How SailPoint solved scaling issues by migrating legacy big data applications to Amazon EMR on Amazon EKS
This post is co-written with Richard Li from SailPoint.
SailPoint Technologies is an identity security company based in Austin, TX. Its software as a service (SaaS) solutions support identity governance operations in regulated industries such as healthcare, government, and higher education. SailPoint distinguishes multiple aspects of identity as individual identity security services, including cloud governance, SaaS management, access risk governance, file access management, password management, provisioning, recommendations, and separation of duties, as well as access certification, access insights, access modeling, and access requests.
In this post, we share how SailPoint updated its platform for big data operations, and solved scaling issues by migrating legacy big data applications to Amazon EMR on Amazon EKS.

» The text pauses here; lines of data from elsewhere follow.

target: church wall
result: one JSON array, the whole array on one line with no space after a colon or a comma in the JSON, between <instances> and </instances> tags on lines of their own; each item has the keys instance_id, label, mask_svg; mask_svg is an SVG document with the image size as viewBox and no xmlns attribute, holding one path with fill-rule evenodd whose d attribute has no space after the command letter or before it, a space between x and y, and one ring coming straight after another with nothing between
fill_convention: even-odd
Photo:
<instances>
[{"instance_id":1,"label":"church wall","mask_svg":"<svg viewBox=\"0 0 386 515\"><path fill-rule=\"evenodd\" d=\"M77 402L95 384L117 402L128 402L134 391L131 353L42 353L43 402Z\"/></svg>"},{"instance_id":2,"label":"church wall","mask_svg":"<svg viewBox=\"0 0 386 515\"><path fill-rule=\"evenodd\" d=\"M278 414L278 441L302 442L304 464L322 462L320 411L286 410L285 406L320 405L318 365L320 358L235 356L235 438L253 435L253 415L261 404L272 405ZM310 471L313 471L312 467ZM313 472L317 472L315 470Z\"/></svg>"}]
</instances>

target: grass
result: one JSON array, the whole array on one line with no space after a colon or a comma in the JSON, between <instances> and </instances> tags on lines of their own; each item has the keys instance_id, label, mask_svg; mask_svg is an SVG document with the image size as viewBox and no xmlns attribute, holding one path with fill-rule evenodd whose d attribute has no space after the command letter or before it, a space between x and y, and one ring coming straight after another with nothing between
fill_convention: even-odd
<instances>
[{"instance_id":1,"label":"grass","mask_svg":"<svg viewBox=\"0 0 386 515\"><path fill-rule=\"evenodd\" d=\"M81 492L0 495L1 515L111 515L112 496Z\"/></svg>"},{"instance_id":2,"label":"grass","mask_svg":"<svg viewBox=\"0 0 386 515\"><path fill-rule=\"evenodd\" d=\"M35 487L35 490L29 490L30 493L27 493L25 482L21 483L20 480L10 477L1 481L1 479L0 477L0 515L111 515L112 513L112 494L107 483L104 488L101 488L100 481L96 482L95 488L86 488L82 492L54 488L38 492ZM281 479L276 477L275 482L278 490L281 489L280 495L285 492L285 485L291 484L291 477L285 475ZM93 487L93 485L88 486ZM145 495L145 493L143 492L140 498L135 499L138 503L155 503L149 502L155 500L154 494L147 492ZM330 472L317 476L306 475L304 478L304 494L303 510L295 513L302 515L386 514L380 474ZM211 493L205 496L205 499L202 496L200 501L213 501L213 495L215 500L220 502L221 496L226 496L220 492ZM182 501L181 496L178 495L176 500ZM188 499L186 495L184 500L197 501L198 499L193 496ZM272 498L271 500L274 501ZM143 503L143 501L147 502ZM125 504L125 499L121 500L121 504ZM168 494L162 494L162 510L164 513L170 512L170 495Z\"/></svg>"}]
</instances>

The challenge with the legacy data environment
SailPoint acquired a SaaS software platform that processes and analyzes identity, resource, and usage data from multiple cloud providers, and provides access insights, usage analysis, and access risk analysis. The original design criteria of the platform was focused on serving small to medium-sized companies. To quickly process these analytics insights, many of these processing workloads were done inside many microservices through streaming connections.
After acquisition, we set a goal to expand the platform’s capability to handle customers with large cloud footprints over multiple cloud providers, sometime over hundreds or even thousands of accounts producing large amount of cloud event data.
The legacy architecture has a simplistic approach for data processing, as shown in the following diagram. We were processing the vast majority of event data in-service and directly ingested into Amazon Relational Database Service (Amazon RDS), which we then merged with a graph database to form the final view..
We needed to convert this into a scalable process that could handle customers of any size. To address this challenge, we had to quickly introduce a big data processing engine in the platform.
How migrating to Amazon EMR on EKS helped solve this challenge
When evaluating the platform for our big data operations, several factors made Amazon EMR on EKS a top choice.
The amount of event data we receive at any given time is generally unpredictable. To stay cost-effective and efficient, we need a platform that is capable of scaling up automatically when the workload increases to reduce wait time, and can scale down when the capacity is no longer needed to save cost. Because our existing application workloads are already running on an Amazon Elastic Kubernetes Service (Amazon EKS) cluster with the cluster autoscaler enabled, running Amazon EMR on EKS on top of our existing EKS cluster fits this need.
Amazon EMR on EKS can safely coexist on an EKS cluster that is already hosting other workloads, be contained within a specified namespace, and have controlled access through use of Kubernetes role-based access control and AWS Identity and Access Management (IAM) roles for service accounts. Therefore, we didn’t have to build new infrastructures just for Amazon EMR. We simply linked up Amazon EMR on EKS with our existing EKS cluster running our application workloads. This reduced the amount of DevOps support needed, and significantly sped up our implementation and deployment timeline.
Unlike Amazon EMR on Amazon Elastic Compute Cloud (Amazon EC2), because our EKS cluster spans over multiple Availability Zones, we can control Spark pods placements using Kubernetes’s pod scheduling and placement strategy to achieve higher fault tolerance.
With the ability to create and use custom images in Amazon EMR on EKS, we could also utilize our existing container-based application build and deployment pipeline for our Amazon EMR on EKS workload without any modifications. This also gave us additional benefit in reducing job startup time because we package all job scripts as well as all dependencies with the image, without having to fetch them at runtime.
We also utilize AWS Step Functions as our core workflow engine. The native integration of Amazon EMR on EKS with Step Functions is another bonus where we didn’t have to build custom code for job dispatch. Instead, we could utilize the Step Functions native integration to seamlessly integrate Amazon EMR jobs with our existing workflow, with very little effort.
In merely 5 months, we were able to go from design, to proof of concept, to rolling out phase 1 of the event analytics processing. This vastly improved our event analytics processing capability by extending horizontal scalability, which gave us the ability to take customers with significantly larger cloud footprints than the legacy platform was designed for.
During the development and rollout of the platform, we also found that the Spark History Server provided by Amazon EMR on EKS was very useful in terms of helping us identify performance issues and tune the performance of our jobs.
As of this writing, the phase 1 rollout, which includes the event processing component of the core analytics processing, is complete. We’re now expanding the platform to migrate additional components onto Amazon EMR on EKS. The following diagram depicts our future architecture with Amazon EMR on EKS when all phases are complete.
In addition, to improve performances and reduce costs, we’re currently testing the Spark dynamic resource allocation support of Amazon EMR on EKS. This would automatically scale up and down the job executors based on load, and therefore boost performance when needed and reduce cost when the workload is low. Furthermore, we’re investigating the possibility to reduce the overall cost and increase performance by utilizing the pod template feature that would allow us to seamlessly transition our Amazon EMR job workload to AWS Graviton based instances.
With Amazon EMR on EKS, we can now onboard new customers and process vast amounts of data in a cost-effective manner, which we couldn’t do with our legacy environment. We plan to expand our Amazon EMR on EKS footprint to handle all our transform and load data analytics processes.